Their invoice processing solution also relies heavily on understanding certain types of documents: 650,000 different supplier invoice types are recognized, and they maintain a shared supplier database in their cloud capture environment to allow these formats to be added and modified for use by all of their invoice processing customers. There’s also a learning environment to capture new invoice types as they occur. Keep in mind that the heavy lifting in invoice processing is all around interpreting the vendor invoice: once you have that sorted out, the rest of the process of interacting with the A/P system is straightforward, and the payment of most invoices that relate to a purchase order can be fully automated. Streamline for Invoices won the Accounts Payable/Invoicing product of the year at the 2017 Document Manager Awards.
After a discussion of their solutions and some case studies, we dug into a more technical demo. A few highlights:
- The Web Modeler provides a fully BPMN-compliant collaborative process modeling environment, with synchronous model changes and (persistent) discussion thread between users. This is a standalone business analyst tool, and the model must be exported as a BPMN file for import to the engine for execution, so there’s no round-tripping. A cool feature is the ability to scroll back through the history of changes to the model by dragging a timeline slider: each changed snapshot is shown with the specific author.
- Once the business analyst’s process model has been imported into the BPMN+ Composer tool, the full application can be designed: data model, full process model, low code forms-based user experience, and custom code (if required). This allows a more complex BPMN model to be integrated into a low code application – something that isn’t allowed by many of the low code platforms that provide only simple linear flows – as well as developer code for “beyond the norm” integration such as external portals.
- Supervisor dashboards provide human task monitoring, including task assignment rules and skills matrix that can be changed in real time, and performance statistics.
The applications developed with their tools generally fall into the case management category, although they are document/data based rather than CMMN. Like many BPM vendors, they are finding that there is not the same level of customer demand for CMMN as there was for BPMN, and data-driven case management paradigms are often more understandable to business people.

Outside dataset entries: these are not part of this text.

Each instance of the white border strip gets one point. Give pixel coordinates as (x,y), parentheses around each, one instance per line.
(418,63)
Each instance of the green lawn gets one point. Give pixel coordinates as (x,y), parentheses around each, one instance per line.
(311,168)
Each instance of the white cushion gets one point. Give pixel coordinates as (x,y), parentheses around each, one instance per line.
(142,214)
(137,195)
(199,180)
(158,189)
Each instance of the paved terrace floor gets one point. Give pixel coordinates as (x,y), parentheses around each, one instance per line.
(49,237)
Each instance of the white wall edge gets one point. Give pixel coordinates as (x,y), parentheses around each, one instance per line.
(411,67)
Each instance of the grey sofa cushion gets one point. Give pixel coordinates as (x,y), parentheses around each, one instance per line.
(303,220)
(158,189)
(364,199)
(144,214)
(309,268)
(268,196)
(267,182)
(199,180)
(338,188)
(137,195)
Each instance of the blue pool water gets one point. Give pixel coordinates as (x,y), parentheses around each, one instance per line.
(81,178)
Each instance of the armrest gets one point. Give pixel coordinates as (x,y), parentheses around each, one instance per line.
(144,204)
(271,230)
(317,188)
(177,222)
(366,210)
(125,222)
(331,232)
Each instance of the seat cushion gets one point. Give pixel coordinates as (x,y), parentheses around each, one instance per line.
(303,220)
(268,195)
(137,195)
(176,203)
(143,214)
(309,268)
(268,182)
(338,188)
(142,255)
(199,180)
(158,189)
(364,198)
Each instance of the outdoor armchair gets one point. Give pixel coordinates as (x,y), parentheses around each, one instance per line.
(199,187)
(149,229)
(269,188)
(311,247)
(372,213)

They’ve OEM’d some of the components (the capture OCR, which is from ABBYY, and the web modeler from another French company) but put them together into a seamless offering. The platform is built on a standard Java stack; some of the components can be scaled independently and containerized (using Microsoft Azure), allowing customers to choose which data should exist on which private and public cloud infrastructure.

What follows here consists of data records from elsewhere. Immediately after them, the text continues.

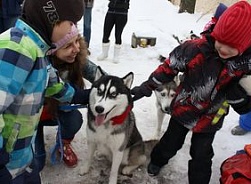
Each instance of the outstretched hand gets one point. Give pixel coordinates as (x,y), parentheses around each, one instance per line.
(143,90)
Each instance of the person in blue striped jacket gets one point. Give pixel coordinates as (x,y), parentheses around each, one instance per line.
(26,77)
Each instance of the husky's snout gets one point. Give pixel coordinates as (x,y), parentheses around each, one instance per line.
(99,109)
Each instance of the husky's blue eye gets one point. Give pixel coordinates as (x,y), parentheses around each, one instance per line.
(99,91)
(113,94)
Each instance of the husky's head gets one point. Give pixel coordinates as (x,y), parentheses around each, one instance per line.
(164,96)
(110,96)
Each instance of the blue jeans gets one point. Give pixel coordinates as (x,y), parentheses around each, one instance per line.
(6,23)
(87,24)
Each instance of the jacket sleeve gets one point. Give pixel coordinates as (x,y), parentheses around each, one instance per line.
(57,89)
(239,99)
(81,96)
(89,71)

They also showed some of the features that they demoed at the 2017 bpmNEXT (which I unfortunately missed): process guidance and correction that goes beyond just BPMN validation to attempt to add data elements, missing tasks, missing pathways and more; a GANTT-type timeline model of a process (which I’ve seen in BPLogix for years, but is sadly absent in many products) to show expected completion times and bottlenecks, and the same visualization directly in a live instance that auto-updates as tasks are completed within the instance. I’m not sure if these features are fully available in the commercial product, but they show some interesting views on providing automated assistance to process modeling.